Paulo Afonso, 18 de abril de 2024

Jânio Ferreira

As portas de Marisa Monte e as minhas

Por: Janio Ferreira Soares

A casa de minha avó Aristéia era mais ou menos no padrão das que existiam em Glória e nas demais cidades violentamente varridas do mapa pelas represas erguidas no sertão do São Francisco (“Adeus Remanso, Casa Nova, Sento Sé, adeus Pilão Arcado vem o rio te engolir”).

Do lado direito de quem chegava havia uma sala com sofá, cadeiras, centro e um quadro do Sagrado Coração de Jesus na parede. Na sequência, um corredor com duas portas à esquerda e três à direita antecedia um quartinho onde eram guardados os foguetes pra festejar Santo Antônio. Do lado, a sala de jantar, um alpendre com panelas penduradas tilintando ao vento, cozinha, quintal e um portão que dava num rio correndo solto pra despencar nas cachoeiras de Paulo Afonso e de lá, tibum no mar.

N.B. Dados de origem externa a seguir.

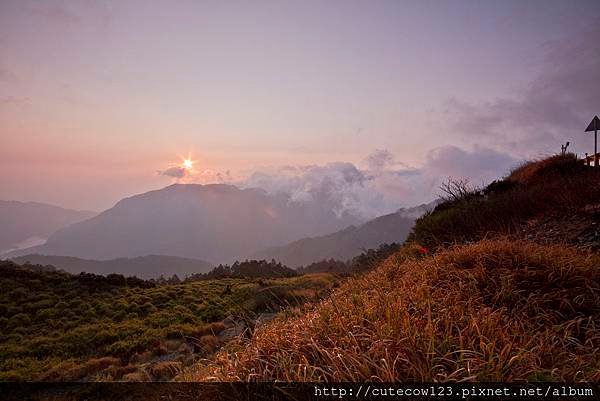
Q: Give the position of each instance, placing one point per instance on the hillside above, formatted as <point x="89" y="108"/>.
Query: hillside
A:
<point x="480" y="301"/>
<point x="347" y="243"/>
<point x="55" y="326"/>
<point x="27" y="223"/>
<point x="146" y="267"/>
<point x="217" y="223"/>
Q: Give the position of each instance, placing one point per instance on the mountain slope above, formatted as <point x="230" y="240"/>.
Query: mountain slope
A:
<point x="217" y="223"/>
<point x="481" y="301"/>
<point x="30" y="222"/>
<point x="349" y="242"/>
<point x="146" y="267"/>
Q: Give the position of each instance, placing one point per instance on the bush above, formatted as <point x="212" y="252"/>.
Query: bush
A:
<point x="490" y="311"/>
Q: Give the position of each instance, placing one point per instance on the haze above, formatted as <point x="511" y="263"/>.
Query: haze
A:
<point x="98" y="100"/>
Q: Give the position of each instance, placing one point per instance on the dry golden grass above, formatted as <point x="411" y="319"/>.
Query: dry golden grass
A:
<point x="548" y="167"/>
<point x="489" y="311"/>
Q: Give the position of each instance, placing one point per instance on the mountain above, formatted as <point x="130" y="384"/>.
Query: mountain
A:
<point x="24" y="224"/>
<point x="349" y="242"/>
<point x="146" y="267"/>
<point x="217" y="223"/>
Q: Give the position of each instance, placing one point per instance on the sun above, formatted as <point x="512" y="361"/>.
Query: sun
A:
<point x="187" y="164"/>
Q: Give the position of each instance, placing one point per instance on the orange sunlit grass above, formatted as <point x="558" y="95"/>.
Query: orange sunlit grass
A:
<point x="496" y="310"/>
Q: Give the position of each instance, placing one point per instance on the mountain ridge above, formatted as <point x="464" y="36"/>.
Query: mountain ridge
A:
<point x="214" y="222"/>
<point x="33" y="221"/>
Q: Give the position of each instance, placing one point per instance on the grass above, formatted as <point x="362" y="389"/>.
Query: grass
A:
<point x="554" y="186"/>
<point x="56" y="326"/>
<point x="489" y="311"/>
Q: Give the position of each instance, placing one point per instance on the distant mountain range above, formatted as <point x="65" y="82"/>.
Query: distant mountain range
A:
<point x="23" y="224"/>
<point x="217" y="223"/>
<point x="349" y="242"/>
<point x="146" y="267"/>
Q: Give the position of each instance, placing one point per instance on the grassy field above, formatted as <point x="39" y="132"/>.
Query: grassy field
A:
<point x="57" y="326"/>
<point x="465" y="298"/>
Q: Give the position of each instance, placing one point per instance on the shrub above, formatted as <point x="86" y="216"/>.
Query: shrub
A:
<point x="490" y="311"/>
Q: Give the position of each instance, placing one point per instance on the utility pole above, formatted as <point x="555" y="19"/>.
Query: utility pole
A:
<point x="594" y="126"/>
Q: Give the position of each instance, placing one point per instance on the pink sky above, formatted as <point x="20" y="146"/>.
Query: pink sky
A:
<point x="96" y="97"/>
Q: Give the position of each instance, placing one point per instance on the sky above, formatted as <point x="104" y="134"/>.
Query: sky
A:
<point x="372" y="101"/>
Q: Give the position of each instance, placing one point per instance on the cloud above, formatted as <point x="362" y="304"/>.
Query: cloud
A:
<point x="53" y="12"/>
<point x="553" y="109"/>
<point x="480" y="164"/>
<point x="385" y="184"/>
<point x="380" y="159"/>
<point x="175" y="172"/>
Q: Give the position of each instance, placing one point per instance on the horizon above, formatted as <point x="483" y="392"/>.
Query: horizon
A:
<point x="100" y="101"/>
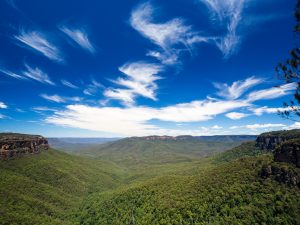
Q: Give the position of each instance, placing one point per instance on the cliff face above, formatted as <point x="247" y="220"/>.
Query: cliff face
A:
<point x="289" y="152"/>
<point x="285" y="145"/>
<point x="271" y="140"/>
<point x="15" y="145"/>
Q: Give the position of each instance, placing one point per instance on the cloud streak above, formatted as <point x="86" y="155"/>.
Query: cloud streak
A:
<point x="228" y="14"/>
<point x="38" y="42"/>
<point x="166" y="35"/>
<point x="139" y="80"/>
<point x="60" y="99"/>
<point x="238" y="88"/>
<point x="80" y="37"/>
<point x="37" y="75"/>
<point x="136" y="120"/>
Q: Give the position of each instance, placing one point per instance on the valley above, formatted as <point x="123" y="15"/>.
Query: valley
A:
<point x="148" y="181"/>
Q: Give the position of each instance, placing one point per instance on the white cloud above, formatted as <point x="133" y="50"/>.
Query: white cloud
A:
<point x="60" y="99"/>
<point x="271" y="93"/>
<point x="237" y="88"/>
<point x="262" y="110"/>
<point x="40" y="43"/>
<point x="3" y="105"/>
<point x="135" y="120"/>
<point x="68" y="84"/>
<point x="216" y="127"/>
<point x="80" y="37"/>
<point x="92" y="88"/>
<point x="295" y="125"/>
<point x="267" y="125"/>
<point x="37" y="74"/>
<point x="139" y="81"/>
<point x="53" y="98"/>
<point x="228" y="13"/>
<point x="166" y="35"/>
<point x="43" y="109"/>
<point x="236" y="115"/>
<point x="12" y="74"/>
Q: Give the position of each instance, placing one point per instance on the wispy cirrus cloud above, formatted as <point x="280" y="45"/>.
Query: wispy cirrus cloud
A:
<point x="93" y="88"/>
<point x="227" y="14"/>
<point x="80" y="37"/>
<point x="136" y="120"/>
<point x="3" y="105"/>
<point x="269" y="110"/>
<point x="236" y="115"/>
<point x="37" y="75"/>
<point x="69" y="84"/>
<point x="271" y="93"/>
<point x="237" y="88"/>
<point x="60" y="99"/>
<point x="12" y="74"/>
<point x="29" y="73"/>
<point x="166" y="35"/>
<point x="40" y="43"/>
<point x="139" y="81"/>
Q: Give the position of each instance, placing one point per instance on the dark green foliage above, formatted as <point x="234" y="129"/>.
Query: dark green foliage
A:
<point x="285" y="134"/>
<point x="289" y="71"/>
<point x="46" y="188"/>
<point x="163" y="185"/>
<point x="135" y="153"/>
<point x="231" y="193"/>
<point x="244" y="150"/>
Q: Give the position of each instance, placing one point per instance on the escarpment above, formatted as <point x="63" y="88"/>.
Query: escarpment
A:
<point x="271" y="140"/>
<point x="285" y="145"/>
<point x="15" y="145"/>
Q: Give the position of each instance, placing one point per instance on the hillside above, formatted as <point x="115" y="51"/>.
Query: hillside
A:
<point x="47" y="188"/>
<point x="135" y="152"/>
<point x="151" y="181"/>
<point x="230" y="193"/>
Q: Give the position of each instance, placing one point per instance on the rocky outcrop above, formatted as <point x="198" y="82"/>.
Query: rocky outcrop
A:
<point x="281" y="174"/>
<point x="270" y="140"/>
<point x="16" y="145"/>
<point x="164" y="137"/>
<point x="288" y="152"/>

Lembrei-me disso ao ouvir “Portas”, música que nomeia o novo disco de Marisa Monte e que me fez azeitar com óleo Singer as enferrujadas dobradiças do passado pra poder escancará-las de novo sem o risco de acordar velhos fantasmas que, de vez em quando, puxavam a ponta do meu lençol. Antes, porém, um miniparágrafo wikipediano.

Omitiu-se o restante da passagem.